Néanmoins j’étais obligé de convenir que l’adjectif pervers pouvait n’être pas lié qu’aux rubriques de faits divers ou aux activités de méchants portant des manteaux en cuir noir, mais également à de simples pratiques quotidiennes.
J’allais devoir me rendre compte que cette perversion encore mal définie à laquelle j’avais été confronté n’avait pas été que le détournement des paroles et des actes mais aussi quelque chose plus proche de son deuxième sens ; « un goût pour le mal et la volonté d’en faire ».
Un soir, j’étais allé enquêter et boire du whisky chez une amie de la famille (qui m’a très certainement sauvé la vie en m’éloignant parfois de mes parents sous prétexte de ski ou de mer). Grâce à cette discussion, j’allais pouvoir commencer à esquisser une chronologie. Elle me révélait que c’était vers mes cinq ans que j’étais passé dans la bouche de mon père de « Christophe » à « ce con de Christophe ». À son ton en le disant je voyais qu’elle redécouvrait que c’était surprenant, même si elle s’y était habituée. Je ne pouvais que convenir qu’on s’habituait à tout. Cela me permettait néanmoins de commencer à dater les débuts de l’agression, des insultes et du dénigrement systématiques.
Mais les raisons d’un début de haine ou de volonté de nuire d’un père à l’égard de son fils de cinq ans ne sont pas évidentes à identifier.
Un de mes rares souvenirs, qui semble dater de cet âge-là, pourrait donner un semblant d’explication. Je suis alors avec ma sœur et mes parents en train de déjeuner. Mon père, pérorant comme d’habitude en bout de table, commence à mal parler de ma mère et à se moquer d’elle.

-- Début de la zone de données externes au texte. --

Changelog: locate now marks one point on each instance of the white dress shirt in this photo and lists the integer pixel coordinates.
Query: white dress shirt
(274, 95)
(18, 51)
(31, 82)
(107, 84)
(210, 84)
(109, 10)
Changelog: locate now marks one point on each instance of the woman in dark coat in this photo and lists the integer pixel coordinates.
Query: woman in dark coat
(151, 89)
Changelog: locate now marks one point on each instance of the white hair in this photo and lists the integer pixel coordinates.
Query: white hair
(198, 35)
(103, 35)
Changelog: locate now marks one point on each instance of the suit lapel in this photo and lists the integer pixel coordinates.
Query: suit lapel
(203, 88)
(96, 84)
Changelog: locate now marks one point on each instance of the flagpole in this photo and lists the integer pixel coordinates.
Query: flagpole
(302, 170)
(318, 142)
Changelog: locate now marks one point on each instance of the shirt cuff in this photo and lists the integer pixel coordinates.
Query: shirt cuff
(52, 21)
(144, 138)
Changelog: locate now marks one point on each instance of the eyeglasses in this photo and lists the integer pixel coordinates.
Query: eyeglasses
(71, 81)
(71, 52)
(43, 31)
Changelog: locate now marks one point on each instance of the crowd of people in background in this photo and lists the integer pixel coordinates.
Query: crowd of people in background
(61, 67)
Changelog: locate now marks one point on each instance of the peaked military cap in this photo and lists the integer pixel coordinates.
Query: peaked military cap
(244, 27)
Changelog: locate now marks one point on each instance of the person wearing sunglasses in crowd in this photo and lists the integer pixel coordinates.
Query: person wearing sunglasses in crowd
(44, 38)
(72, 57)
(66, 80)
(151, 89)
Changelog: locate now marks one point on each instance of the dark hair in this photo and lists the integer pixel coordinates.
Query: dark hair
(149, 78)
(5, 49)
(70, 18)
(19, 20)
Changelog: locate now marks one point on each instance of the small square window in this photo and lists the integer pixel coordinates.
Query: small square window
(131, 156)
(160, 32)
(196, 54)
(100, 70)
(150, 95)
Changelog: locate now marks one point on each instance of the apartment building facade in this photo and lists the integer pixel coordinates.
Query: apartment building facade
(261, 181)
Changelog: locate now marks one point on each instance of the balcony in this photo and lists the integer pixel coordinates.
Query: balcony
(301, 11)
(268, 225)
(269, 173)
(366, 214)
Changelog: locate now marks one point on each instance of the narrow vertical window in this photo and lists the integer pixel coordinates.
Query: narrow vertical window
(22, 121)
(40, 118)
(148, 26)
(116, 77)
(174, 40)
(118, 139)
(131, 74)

Peut-être l’avais-je sentie blessée ou plus vraisemblablement avais-je noté pour la première fois la méchanceté et l’inutilité de ces commentaires « pour rire » qui ne faisaient rire personne. Je ne sais plus quelles moqueries il lui balançait mais je n’aimais pas. Cela devait heurter mon tout jeune et balbutiant sens de la justice, surtout quand il s’agissait de dire de ma mère qu’elle était nulle, une assertion peu susceptible de convaincre un petit garçon amoureux.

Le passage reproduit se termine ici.